I Did a Thing

One of my favorite songs to play in the morning before high school began with a man asking: “Feeling stuck?” and rambled off into a jingle about fly paper before launching into a jaunty beat. It was the perfect way to trick myself into believing the world was a great place and high school was a place I wanted to be.

By college, that excited morning feeling couldn’t be conjured up so easily. I was pathetic, probably mildly depressed, and clinging to an odd assortment of friends.

So when an old friend mentioned walking the width of Spain during the summer after our freshman year, I seized upon the idea and began saving my meager minimum wages from a desk job I only kept because the woman who worked with me sighed so much I thought she might actually sigh herself to death without anyone to strike up idle chatter about the coffee machine.

Her pantsuits were my eventual destiny, I was convinced, and I practiced my long-suffering sighs on the treks home from work.

I was most definitely stuck, and the Camino unstuck me. I came back from the walk with a newfound appreciation for my legs for carrying me across a country, my mind for spending hours alone and with new people speaking different languages, and the world for its beauty.

I damn sure wasn’t going to waste any more time moping about anything I had the power to change.

During the four years since, I’ve gone back and forth about getting a tattoo to commemorate it.

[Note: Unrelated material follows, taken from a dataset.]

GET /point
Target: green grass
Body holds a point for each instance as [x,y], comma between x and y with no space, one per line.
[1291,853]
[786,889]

I’ve drawn the way marker on my skin in a billion locations, some visible, some hidden.

I wrote an entire blog post about how much I wanted it permanently etched onto my skin.

A week and a half ago, I settled on my inner forearm, just below the elbow. It’s about two inches by two inches and it’s still a little flaky with dead skin.


They match c/o Gaytha at Sacred Rose!

To the clerk at Trader Joe’s, it’s a visual representation of some made up vision quest he decided I went on. To a bartender near my house, it’s just a seashell. To me, it’s a constant reminder of persistence and the importance of unsticking oneself.

Four years from now, I’ll probably need another reminder. Until then, I can look at the tattoo, listen to the song on full blast, and go for a walk.